Conversely, researchers developing approaches for inferring phenotypes from these novel data can benefit from the resources provided by epidemiological cohorts. Historically, studies using social media have rarely had good knowledge of the samples they were studying, risking demographic bias and unmeasured confounding. Similarly, these studies have rarely had access to good ‘ground truth’ measures of their phenotypes of interest. Epidemiological cohorts, with their well characterized participants and state-of-the-art phenotyping, offer an opportunity for a step change in the quality of research in this area by allowing straightforward validation of new digital measures against gold-standard, symptom-based assessments and diagnoses in a known population.
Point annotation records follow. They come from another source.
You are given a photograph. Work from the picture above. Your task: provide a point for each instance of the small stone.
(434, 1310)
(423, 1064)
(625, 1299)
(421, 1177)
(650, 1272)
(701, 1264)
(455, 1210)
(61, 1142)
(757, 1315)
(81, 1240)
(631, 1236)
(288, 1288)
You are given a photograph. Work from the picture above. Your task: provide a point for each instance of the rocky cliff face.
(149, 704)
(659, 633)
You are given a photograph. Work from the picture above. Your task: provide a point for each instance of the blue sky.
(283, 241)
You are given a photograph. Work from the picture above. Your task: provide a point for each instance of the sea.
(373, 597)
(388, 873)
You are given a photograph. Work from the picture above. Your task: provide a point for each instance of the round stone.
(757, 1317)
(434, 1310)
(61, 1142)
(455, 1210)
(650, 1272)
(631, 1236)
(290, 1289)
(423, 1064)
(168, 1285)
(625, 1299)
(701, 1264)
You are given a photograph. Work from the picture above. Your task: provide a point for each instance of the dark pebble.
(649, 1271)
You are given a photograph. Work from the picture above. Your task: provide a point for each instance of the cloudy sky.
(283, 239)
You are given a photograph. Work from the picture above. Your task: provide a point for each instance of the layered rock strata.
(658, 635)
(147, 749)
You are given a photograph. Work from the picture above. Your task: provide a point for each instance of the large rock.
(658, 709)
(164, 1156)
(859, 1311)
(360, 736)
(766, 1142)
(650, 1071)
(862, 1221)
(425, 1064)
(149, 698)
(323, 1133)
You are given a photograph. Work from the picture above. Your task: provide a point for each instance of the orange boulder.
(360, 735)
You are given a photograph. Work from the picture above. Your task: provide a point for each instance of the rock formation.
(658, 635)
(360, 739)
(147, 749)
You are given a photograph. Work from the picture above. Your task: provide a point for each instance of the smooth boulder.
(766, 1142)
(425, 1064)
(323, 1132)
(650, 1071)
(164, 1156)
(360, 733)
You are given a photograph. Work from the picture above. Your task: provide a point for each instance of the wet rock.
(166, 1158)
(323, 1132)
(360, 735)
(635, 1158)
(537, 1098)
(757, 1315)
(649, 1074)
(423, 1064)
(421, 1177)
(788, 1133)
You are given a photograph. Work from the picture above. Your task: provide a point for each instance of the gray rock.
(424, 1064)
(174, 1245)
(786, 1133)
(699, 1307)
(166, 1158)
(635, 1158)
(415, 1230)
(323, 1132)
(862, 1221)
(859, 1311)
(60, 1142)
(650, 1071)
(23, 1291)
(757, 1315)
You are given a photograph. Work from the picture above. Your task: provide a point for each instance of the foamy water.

Despite these advantages, currently few longitudinal cohorts have linked digital footprint data, because of the specific challenges. For example, social media data are difficult to anonymize; with a publicly available platform such as Twitter, there is no way for a cohort to share user names or Tweets without identifying cohort participants. This is particularly important because cohorts rely on a long-term trust relationship with participants, and the disclosure of personal data could lead to reputational damage for the cohort and a decrease in participation. Such challenges mean that cohorts could benefit greatly from software designed in collaboration with cohort leaders and participants to meet their specific needs. With this in mind, we worked closely with stakeholders from the Avon Longitudinal Study of Parents and Children (ALSPAC) and other CLOSER (based at the University College London Social Research Institute) cohorts to design the Epicosm software to address these special requirements.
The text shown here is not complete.